Boško Simonović

Personal information
- Date of birth: 12 February 1898
- Place of birth: Šid, Austria-Hungary
- Date of death: 5 August 1965 (aged 67)
- Place of death: Belgrade, SFR Yugoslavia
- Position: Goalkeeper

Senior career*
- Years: Team / Apps / (Gls)
- SK Srpski mač
- BSK Beograd

Managerial career
- 1929: Vojvodina
- 1930–1932: Kingdom of Yugoslavia
- 1933–1934: Kingdom of Yugoslavia
- 1935: Kingdom of Yugoslavia
- 1939: Kingdom of Yugoslavia
- 1939–1940: Kingdom of Yugoslavia

= Boško Simonović =

Serbian footballer (1898–1965)

Boško Simonović (Serbian Cyrillic: Бoшкo Cимoнoвић; 12 February 1898 – 5 August 1965) was a football coach, player, referee, and administrator.
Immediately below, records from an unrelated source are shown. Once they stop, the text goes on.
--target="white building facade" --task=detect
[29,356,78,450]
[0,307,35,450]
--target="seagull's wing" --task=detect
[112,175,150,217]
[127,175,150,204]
His most notable feat was coaching the Kingdom of Yugoslavia national team at the first World Cup in 1930 in Uruguay.

Though an architect by vocation, Simonović never worked in the profession he was trained for, instead devoting his whole life to sports – particularly football.

He played football as a goalkeeper in SK Srpski mač and later in BSK. Following a playing career he became a football referee and was the first Serb to referee an international match, in 1923 in Bucharest. He retired from refereeing following a broken leg in a sledding accident.